When Bob Dylan was crafting his Rolling Thunder Revue tour, he pictured the wayfaring excursion as a patchwork parade of roving artists, roaming as a multi-talented fleet across the rolling land’s akin to the great Jack Kerouac. During the tour, Sam Shephard was seemingly given the difficult task of penning a Federico Fellini-esque script as they went along.
In truth, documenting the ways of the wild clan was hard enough, let alone converting it into some sort of script. The surreal movie that Dylan had in mind never came to fruition, but the film Renaldo and Clara would soon follow. However, what we are left with is the legendary screenwriter’s logbook of the experience. His documented tale was published two years after the tour in 1977 and contained therein is an unprecedented insight into Dylan at a particularly transitory moment of his career.
Dylan’s Rolling Thunder Revue was all about exploring America’s artistic past, and while he may have clubbed together a string of stupendous talent in the form of Joni Mitchell, Mick Ronson, Allen Ginsberg, Arlo Guthrie, Joan Baez, Ramblin’ Jack Elliot, and Shepard himself among others, this collection was almost a homage to those that had gone before them. Dylan’s folk forever tapped into the timeless traditions of the past and placed his legacy as a footnote in history. This was never more apparent to Shepard than when he was on the road with the near-mystic troubadour.
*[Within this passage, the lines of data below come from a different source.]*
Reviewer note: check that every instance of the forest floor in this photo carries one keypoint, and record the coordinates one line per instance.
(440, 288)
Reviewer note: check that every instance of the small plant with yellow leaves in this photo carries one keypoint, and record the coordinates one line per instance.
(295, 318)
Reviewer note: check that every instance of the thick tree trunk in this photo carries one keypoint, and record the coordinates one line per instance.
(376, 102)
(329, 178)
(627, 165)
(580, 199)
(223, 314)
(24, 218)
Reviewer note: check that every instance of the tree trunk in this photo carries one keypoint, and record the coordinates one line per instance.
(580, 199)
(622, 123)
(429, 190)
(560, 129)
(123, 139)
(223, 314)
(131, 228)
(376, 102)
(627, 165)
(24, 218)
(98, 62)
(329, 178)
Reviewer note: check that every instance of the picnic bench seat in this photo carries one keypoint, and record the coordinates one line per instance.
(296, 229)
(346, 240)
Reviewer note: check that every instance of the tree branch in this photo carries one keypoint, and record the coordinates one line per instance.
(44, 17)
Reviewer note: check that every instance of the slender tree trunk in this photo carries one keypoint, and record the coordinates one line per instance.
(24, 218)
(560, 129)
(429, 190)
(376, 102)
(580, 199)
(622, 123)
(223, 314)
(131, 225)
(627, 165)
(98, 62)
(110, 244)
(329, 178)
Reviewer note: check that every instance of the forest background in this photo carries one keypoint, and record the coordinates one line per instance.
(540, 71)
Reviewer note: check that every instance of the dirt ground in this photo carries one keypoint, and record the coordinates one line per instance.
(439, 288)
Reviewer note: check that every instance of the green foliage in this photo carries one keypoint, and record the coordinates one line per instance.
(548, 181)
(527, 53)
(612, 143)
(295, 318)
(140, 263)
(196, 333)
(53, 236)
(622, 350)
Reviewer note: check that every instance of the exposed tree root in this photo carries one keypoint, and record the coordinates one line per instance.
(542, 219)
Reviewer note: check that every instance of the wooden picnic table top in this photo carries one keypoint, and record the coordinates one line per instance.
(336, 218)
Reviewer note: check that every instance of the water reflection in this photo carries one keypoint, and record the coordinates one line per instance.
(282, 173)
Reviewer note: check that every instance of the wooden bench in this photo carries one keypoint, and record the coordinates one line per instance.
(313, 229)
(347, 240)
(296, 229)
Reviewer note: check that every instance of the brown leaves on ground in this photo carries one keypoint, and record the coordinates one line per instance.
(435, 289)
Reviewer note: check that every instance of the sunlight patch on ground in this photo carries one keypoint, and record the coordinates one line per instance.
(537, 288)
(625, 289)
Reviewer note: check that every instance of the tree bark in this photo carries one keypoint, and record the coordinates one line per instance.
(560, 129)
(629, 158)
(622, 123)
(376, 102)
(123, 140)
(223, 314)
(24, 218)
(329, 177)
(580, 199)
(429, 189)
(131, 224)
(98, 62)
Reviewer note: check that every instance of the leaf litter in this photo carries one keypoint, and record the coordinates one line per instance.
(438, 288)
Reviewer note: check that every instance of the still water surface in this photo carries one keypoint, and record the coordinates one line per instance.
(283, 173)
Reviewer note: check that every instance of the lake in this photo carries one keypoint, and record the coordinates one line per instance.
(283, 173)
As Shepard wrote: “Myth is a powerful medium because it talks to the emotions and not to the head. It moves us into an area of mystery. Some myths are poisonous to believe in, but others have the capacity for changing something inside us, even if it’s only for a minute or two. Dylan creates a mythic atmosphere out of the land around us. The land we walk on every day and never see until someone shows it to us.” As Dylan said himself: “All the truth in the world adds up to one big lie.”
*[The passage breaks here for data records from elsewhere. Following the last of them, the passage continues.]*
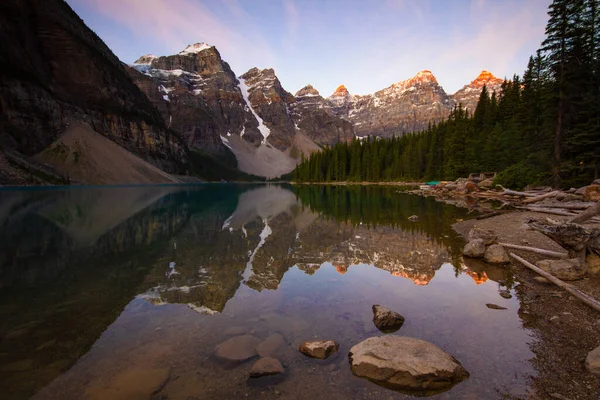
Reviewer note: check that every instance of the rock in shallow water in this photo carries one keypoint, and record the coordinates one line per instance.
(319, 348)
(474, 249)
(238, 348)
(496, 254)
(405, 363)
(386, 320)
(266, 366)
(270, 345)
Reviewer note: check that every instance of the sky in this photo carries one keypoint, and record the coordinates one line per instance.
(365, 45)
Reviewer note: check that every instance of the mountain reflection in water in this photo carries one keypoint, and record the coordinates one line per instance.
(72, 260)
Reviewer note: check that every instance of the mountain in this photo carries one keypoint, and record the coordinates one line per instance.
(57, 72)
(253, 116)
(405, 106)
(469, 94)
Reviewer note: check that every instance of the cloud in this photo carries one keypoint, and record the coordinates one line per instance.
(177, 23)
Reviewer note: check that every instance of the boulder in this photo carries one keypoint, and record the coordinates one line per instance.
(386, 320)
(593, 263)
(567, 270)
(405, 363)
(496, 254)
(471, 187)
(591, 193)
(238, 348)
(474, 249)
(487, 235)
(592, 361)
(319, 348)
(486, 183)
(266, 366)
(541, 279)
(270, 345)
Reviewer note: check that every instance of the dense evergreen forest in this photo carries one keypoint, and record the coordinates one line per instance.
(542, 128)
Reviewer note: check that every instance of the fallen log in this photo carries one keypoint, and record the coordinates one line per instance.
(589, 300)
(587, 214)
(544, 252)
(546, 211)
(541, 197)
(583, 206)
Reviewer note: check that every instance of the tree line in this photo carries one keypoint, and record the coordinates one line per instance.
(542, 128)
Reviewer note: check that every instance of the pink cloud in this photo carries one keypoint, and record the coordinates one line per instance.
(177, 23)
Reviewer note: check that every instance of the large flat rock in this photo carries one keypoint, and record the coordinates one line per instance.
(406, 364)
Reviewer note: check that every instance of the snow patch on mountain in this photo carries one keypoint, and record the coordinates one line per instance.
(195, 48)
(264, 131)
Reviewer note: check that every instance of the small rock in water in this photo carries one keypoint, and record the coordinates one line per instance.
(386, 320)
(496, 254)
(319, 348)
(235, 330)
(474, 249)
(238, 348)
(266, 366)
(487, 235)
(541, 279)
(592, 361)
(270, 345)
(405, 363)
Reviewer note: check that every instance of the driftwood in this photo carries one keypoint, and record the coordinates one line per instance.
(587, 214)
(582, 206)
(572, 237)
(549, 253)
(547, 211)
(589, 300)
(540, 197)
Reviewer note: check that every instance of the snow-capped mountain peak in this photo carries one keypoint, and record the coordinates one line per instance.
(195, 48)
(145, 60)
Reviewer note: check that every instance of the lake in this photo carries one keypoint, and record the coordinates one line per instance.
(124, 292)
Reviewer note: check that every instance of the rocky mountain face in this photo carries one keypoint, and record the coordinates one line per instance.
(266, 127)
(406, 106)
(57, 71)
(469, 94)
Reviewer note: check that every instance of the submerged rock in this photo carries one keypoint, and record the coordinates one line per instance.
(238, 348)
(386, 320)
(541, 279)
(474, 249)
(487, 235)
(567, 270)
(270, 345)
(266, 366)
(319, 348)
(405, 363)
(496, 254)
(592, 361)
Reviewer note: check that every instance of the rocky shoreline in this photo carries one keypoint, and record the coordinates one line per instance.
(566, 331)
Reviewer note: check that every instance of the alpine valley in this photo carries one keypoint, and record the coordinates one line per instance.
(73, 113)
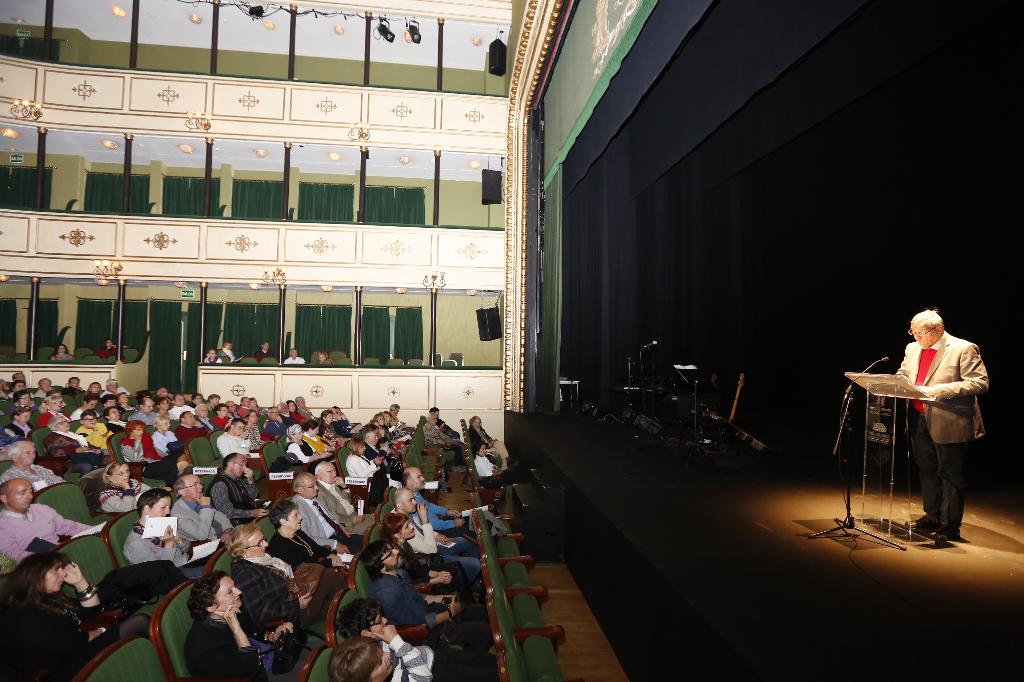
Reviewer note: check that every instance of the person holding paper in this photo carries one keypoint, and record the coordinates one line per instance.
(156, 504)
(27, 527)
(23, 457)
(949, 371)
(198, 518)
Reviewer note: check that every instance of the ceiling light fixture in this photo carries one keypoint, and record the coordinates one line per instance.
(413, 34)
(384, 30)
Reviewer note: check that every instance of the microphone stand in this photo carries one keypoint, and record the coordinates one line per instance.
(849, 522)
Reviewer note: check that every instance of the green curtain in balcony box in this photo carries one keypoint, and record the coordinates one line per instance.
(165, 345)
(8, 322)
(258, 200)
(17, 186)
(103, 192)
(93, 323)
(396, 206)
(376, 333)
(409, 333)
(326, 203)
(46, 324)
(248, 325)
(28, 48)
(183, 196)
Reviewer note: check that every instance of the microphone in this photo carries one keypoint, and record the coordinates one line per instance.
(862, 373)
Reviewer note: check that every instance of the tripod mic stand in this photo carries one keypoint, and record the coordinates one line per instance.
(849, 523)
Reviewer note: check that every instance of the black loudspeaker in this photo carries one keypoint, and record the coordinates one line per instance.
(491, 184)
(496, 57)
(489, 324)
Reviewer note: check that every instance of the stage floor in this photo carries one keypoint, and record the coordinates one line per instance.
(728, 538)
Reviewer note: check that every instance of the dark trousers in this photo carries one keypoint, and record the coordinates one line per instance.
(942, 471)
Thus, Dylan is forever searching out his niche in the world and he is amorphous enough to be whatever his muse chooses to be. Over the years, he has expressed this himself in his own poetic way, extolling: “All I can do is be me, whoever that is,” and expressing, “I change during the course of a day. I wake up and I’m one person, and when I go to sleep I know for certain I’m somebody else.”
This was apparent to Shepard even within the short space of the tour. “Dylan has invented himself,” he wrote. “He’s made himself up from scratch. That is, from the things he had around him and inside him. Dylan is an invention of his own mind. The point isn’t to figure him out but to take him in. He gets into you anyway, so why not just take him in? He’s not the first one to have invented himself, but he’s the first one to have invented Dylan.”
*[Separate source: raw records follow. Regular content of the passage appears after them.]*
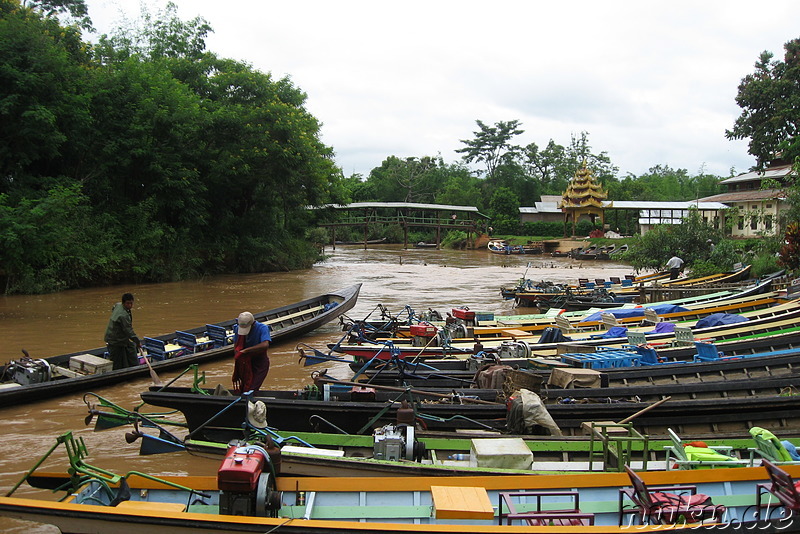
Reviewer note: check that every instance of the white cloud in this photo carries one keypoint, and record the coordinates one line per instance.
(651, 83)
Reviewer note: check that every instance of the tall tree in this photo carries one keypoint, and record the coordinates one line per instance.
(770, 102)
(492, 145)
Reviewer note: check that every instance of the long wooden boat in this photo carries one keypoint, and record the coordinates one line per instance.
(525, 294)
(246, 497)
(219, 418)
(501, 246)
(49, 377)
(721, 278)
(771, 319)
(779, 356)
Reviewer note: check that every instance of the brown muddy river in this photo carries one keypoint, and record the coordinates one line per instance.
(71, 321)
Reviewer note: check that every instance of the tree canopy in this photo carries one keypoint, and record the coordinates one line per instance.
(770, 102)
(146, 157)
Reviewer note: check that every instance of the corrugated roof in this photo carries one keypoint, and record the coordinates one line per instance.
(773, 172)
(743, 196)
(702, 204)
(410, 205)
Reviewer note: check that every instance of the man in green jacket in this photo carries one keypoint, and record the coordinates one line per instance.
(122, 341)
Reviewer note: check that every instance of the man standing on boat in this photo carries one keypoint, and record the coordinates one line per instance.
(675, 266)
(251, 361)
(121, 340)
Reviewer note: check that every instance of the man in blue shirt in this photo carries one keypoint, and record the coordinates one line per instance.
(251, 361)
(121, 341)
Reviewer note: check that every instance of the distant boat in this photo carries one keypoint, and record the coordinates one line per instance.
(368, 242)
(501, 246)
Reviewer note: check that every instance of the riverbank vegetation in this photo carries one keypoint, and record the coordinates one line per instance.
(141, 156)
(145, 157)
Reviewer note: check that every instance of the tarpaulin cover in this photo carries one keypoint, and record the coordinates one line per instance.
(664, 327)
(552, 334)
(717, 319)
(615, 331)
(636, 312)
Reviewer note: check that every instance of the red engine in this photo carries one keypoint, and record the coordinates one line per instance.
(423, 330)
(246, 482)
(241, 468)
(464, 314)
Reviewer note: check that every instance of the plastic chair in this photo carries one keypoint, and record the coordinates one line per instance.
(668, 505)
(679, 455)
(568, 516)
(780, 485)
(770, 448)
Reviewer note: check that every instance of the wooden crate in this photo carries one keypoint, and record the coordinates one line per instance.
(90, 364)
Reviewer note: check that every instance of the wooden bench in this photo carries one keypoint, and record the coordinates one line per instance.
(146, 506)
(461, 502)
(161, 350)
(565, 516)
(782, 486)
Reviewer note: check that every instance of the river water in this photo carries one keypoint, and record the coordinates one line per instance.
(71, 321)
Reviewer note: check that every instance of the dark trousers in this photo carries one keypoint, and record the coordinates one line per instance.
(123, 355)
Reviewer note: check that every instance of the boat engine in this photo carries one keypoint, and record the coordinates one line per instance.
(513, 349)
(422, 333)
(396, 443)
(247, 483)
(26, 371)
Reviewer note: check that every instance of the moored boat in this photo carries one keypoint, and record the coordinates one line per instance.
(246, 496)
(29, 379)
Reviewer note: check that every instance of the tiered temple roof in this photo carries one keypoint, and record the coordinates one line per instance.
(583, 192)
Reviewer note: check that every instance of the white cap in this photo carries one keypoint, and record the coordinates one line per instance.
(245, 321)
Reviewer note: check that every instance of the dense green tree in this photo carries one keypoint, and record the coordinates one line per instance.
(42, 98)
(770, 102)
(492, 145)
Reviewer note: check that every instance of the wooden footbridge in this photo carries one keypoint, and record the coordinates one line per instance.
(406, 215)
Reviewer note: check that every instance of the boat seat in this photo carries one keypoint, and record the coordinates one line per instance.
(683, 457)
(161, 350)
(636, 338)
(461, 502)
(608, 319)
(146, 506)
(568, 513)
(782, 486)
(770, 448)
(668, 504)
(707, 352)
(651, 316)
(194, 342)
(684, 336)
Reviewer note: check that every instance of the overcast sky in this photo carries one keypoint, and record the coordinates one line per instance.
(651, 82)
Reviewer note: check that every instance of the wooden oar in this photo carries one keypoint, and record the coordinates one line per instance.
(395, 388)
(153, 376)
(643, 410)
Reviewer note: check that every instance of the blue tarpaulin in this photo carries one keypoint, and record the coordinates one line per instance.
(717, 319)
(664, 327)
(636, 312)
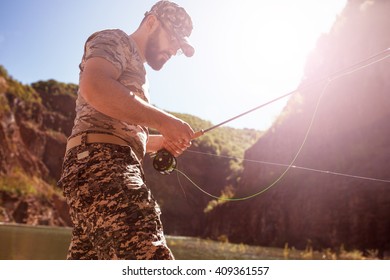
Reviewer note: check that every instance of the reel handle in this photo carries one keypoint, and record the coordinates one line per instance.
(164, 162)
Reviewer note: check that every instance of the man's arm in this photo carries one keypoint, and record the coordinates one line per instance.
(100, 88)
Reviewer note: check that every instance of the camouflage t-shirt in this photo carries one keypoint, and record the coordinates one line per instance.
(119, 49)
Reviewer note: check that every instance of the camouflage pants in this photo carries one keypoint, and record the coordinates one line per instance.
(114, 213)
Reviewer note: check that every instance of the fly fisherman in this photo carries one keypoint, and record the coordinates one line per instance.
(114, 213)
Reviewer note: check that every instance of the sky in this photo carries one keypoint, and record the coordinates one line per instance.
(247, 52)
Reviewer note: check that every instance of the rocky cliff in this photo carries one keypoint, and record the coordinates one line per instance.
(33, 129)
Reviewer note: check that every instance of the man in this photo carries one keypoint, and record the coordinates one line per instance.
(114, 213)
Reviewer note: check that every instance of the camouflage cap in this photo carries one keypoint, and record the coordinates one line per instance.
(177, 20)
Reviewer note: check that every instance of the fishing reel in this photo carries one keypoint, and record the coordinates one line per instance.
(164, 162)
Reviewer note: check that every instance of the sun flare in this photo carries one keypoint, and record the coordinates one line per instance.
(266, 44)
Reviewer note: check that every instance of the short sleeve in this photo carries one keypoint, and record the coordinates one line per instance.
(107, 44)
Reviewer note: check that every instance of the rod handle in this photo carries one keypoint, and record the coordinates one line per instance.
(198, 134)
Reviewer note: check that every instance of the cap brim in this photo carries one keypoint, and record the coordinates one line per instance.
(186, 47)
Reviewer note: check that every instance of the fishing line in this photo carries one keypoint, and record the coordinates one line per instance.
(347, 71)
(296, 167)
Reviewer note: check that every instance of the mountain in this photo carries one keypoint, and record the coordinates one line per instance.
(35, 122)
(346, 120)
(318, 178)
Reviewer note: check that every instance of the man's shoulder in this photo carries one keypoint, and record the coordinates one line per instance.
(109, 33)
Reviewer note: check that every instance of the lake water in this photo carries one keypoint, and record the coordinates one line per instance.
(24, 242)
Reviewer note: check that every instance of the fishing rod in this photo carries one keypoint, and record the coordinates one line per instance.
(165, 163)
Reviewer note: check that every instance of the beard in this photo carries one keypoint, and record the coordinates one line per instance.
(154, 57)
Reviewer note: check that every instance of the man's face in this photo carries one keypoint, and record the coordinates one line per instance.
(160, 47)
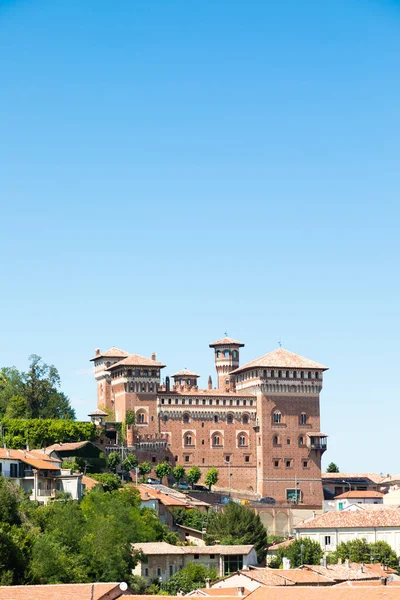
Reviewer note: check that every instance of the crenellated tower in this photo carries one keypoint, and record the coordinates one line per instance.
(226, 361)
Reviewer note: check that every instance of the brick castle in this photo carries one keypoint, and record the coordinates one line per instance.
(260, 428)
During the tour, Shepard would become romantically involved with Joni Mitchell, who has a complex relationship with Dylan and she would later take a differing opinion on the folk forebearer. “Bob is not authentic at all,” she once said. “He’s a plagiarist, and his name and voice are fake. Everything about Bob is a deception.” Adding: “We are like night and day, [Dylan] and I.”
However, there was also a time when Mitchell admitted that Dylan did, in fact, influence her entire career. “There came a point when I heard a Dylan song called ‘Positively Fourth Street’,” Mitchell opined when reflecting on her early songwriting change, “And I thought ‘oh my God, you can write about anything in songs’. It was like a revelation to me”. From that moment on, she dared to be bold, forgo the old folk standards and harness the power of unfettered individual sincerity.
This is the route that Shepard takes when reflecting on Dylan in his expressionist logbook. He paints the picture of a man in a state of transience, “every second was all about movement” he said. Amid that was Dylan accepting the whims of fate and changing as he saw fit, as he said himself, “I accept chaos, I’m not sure whether it accepts me.”